Sometimes, when I imagine that I’ve accidentally fallen off a cruise ship, I don’t really see myself treading water for days at a time. If faced with bobbing up and down in freezing waters, I would probably take the easy way out and allow myself to slip away. I would be happy to move along to the next life sooner rather than later as opposed to suffering for any extended period of time. I am not afraid of what lies beyond. I know where I am going when this life is over.
On the other hand, I really like my life and am in no hurry to leave it all behind.
About 14 years ago, I was in danger of drowning, not in an ocean but in my own sorrow. Like a person lost at sea, I felt hopeless – without hope, not one ray of sunshine could I find. I couldn’t see that life would ever be good again. I started thinking that maybe it would just be easier to slip under the waters, to yield to the darkness. All the while everyone was saying, “You are amazing! You are so strong!” I didn’t understand that. How could they not see how desperate I was?
During that time, my dad came out to Texas to hang out with me. Unlike everyone else, maybe he sensed that I wasn’t holding it together as well as it appeared from the outside because one day he sat me down and told me about a story he had read about a girl who was lost in a great forest. He said that every day she would climb the tallest tree she could find and she would shout at the top of her lungs, “I am a survivor! I will survive!” And then she would listen for her own voice echoing back, “I will survive I will survive I will survive…” Eventually she was rescued or found her way out of the forest, I don’t recall.
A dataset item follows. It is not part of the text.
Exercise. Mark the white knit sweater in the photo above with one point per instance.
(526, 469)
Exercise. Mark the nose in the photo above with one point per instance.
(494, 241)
I don’t know if my dad really read that story or if he just made it up on the spot, but on that day, I became the girl who climbed a tree every day, shook her fist at the world and shouted, “I will survive!” On that day and in that moment, I made a decision to carry on, to go on and live and to live well.
A decision — the difference between life and death. That is the certain something that survivors have in common.